Video is dominating the digital space and it’s only predicted to continue to grow. According to the 2016 NewFronts: IAB Video Ad Spend Study ad spend on original digital video increased 114% since 2014. In the last two years on average more than $10 million have been spent on digital video advertising annually. And the technology that supports digital advertising just keeps getting smarter. It’s shocking, and at times even terrifying, how they know so much about the consumer. Everything from location, to browsing history, to tracking what your eyes are looking at on the screen. It’s crazy!
Our resident expert Adam Clayton has an extensive background in the digital space which began after receiving his MBA from the University of Missouri. Adam got his start building ad word campaigns for an e-commerce company, he learned everything there was to know about Google adwords and received his certification while there. After bouncing around the digital ad space, buying digital media at an advertising agency to managing display and video at an internet marketing company, he discovered his passion for digital video. Adam saw the endless opportunity in this space. Fast forward to today, Adam is now Senior Director of Media Operations at Ad.net, where he built and grew the team from scratch four years ago.
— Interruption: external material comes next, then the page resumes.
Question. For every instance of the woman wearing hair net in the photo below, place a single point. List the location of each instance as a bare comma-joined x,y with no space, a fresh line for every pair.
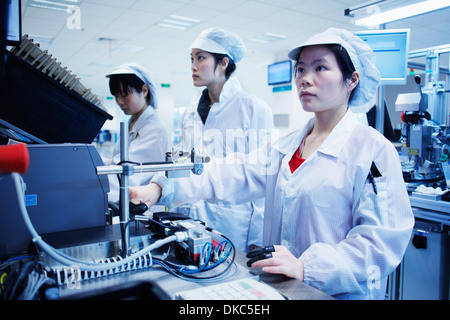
337,211
221,120
135,94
We sat with Adam recently to discuss why he thinks video has such a big impact in the digital space.
Q: Why do you think video is so important in the digital space?
AC: It’s so important because everything is digital now. Refrigerators are now digital, you can purchase groceries from your fridge door. So with almost everything being digital the opportunities to advertise will only increase.
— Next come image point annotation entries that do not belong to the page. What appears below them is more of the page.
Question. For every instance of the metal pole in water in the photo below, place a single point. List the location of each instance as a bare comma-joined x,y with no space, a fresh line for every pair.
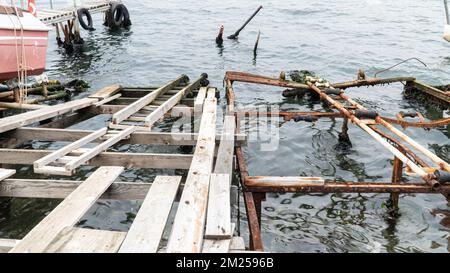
446,12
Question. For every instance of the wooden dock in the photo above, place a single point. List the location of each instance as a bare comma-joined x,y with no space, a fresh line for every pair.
56,15
203,221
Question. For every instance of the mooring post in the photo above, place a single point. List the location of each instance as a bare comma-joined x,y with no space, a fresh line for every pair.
397,171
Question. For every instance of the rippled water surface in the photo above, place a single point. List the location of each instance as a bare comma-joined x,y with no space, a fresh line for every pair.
332,38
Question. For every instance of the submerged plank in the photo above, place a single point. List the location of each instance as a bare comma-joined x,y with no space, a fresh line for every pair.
69,211
83,240
147,229
189,223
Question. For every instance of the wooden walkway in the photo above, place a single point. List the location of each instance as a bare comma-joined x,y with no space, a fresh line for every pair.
55,16
203,221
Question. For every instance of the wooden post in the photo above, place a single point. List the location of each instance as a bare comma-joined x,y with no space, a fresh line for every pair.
396,179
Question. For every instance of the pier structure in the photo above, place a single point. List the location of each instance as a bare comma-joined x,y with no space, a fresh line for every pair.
201,221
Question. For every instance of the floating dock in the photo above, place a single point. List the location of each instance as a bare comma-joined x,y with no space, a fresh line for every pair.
203,220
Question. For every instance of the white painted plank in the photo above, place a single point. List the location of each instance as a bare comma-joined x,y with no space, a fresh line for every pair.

Q: What type of content do you think works best for video advertising?
AC: In the video space, sponsored content or branded content works best especially on facebook and youtube. Branded content videos, that are 2.5 minutes long, are now outperforming traditional 30 second video ads. It engages with the audience in a new and different way.
Q: The mobile vs. desktop debate. Where does digital video work best?
AC: I think they are equally as important but with mobile there are definitely a new set of challenges and opportunities. You have the cross device attribution hurdle, identifying users across all their devices. Then there’s the engagement hurdle, you engage differently on your phone (usually with more distraction) than you would parked in front of a desktop. And finally, you have the video quality hurdle, video will always be smaller and look different than it would on a tablet or desktop.
As for the opportunity with mobile, there are lots of new interesting ways to engage and target customers. For example, hyper targeted geo location on devices can now detect your location and your distance from a store, a bank etc.. They can also see what you last purchased or last searched for with browser and sign-on data, and target you with a relative display ad or video. Another opportunity example would be Andriod phones using accelerometers and front side cameras to see how engaged you are based on your movement and where your eyes are looking at the screen. This will be huge with branded video content and product placements, they’ll be able to see which product you are looking at and for how long. A lot of interesting data will come from this technology.
It’s no surprise that mobile has become the most common device chosen to surf the web, but I truly feel that it doesn’t make a difference. Everything you can do on a desktop, you can now do on a mobile phone. As long as the content is tailored appropriately to the environment in which the ad is being viewed, where you’re seeing a video ad doesn’t really matter anymore.
Q: Is Ad.net doing anything unique or interesting in this space?
AC: The most interesting thing we offer clients, in my opinion, is our unique inventory. We focus on niche publishers who have an engaged and dedicated user base and we leverage their specialty or expertise (for example publishers who focus on cooking, health, education, family, etc.). Not only do we have unique inventory but we also offer a full suite of proprietary ad units publishers can choose from. This includes everything from video, display, and search.
Q: Do you see any missed opportunity in digital video advertising?
AC: I think users should be more involved, after all they are the ones consuming the content. There could be a better process for surveying the user to find out their likes, dislikes, and what truly resonates with them. And who knows, maybe one day the viewer could potentially earn money for having provided feedback, share revenue with the publisher.
Q: Where do you see video heading in the next 5 years?
AC: The line between content and advertising will continue to get blurrier and blurrier. I think in the next few years you won’t be able to tell the difference between the two. Ad blockers will have a tough time telling the difference because the advertisements will be so well integrated into content. You won’t even know you are being sold to.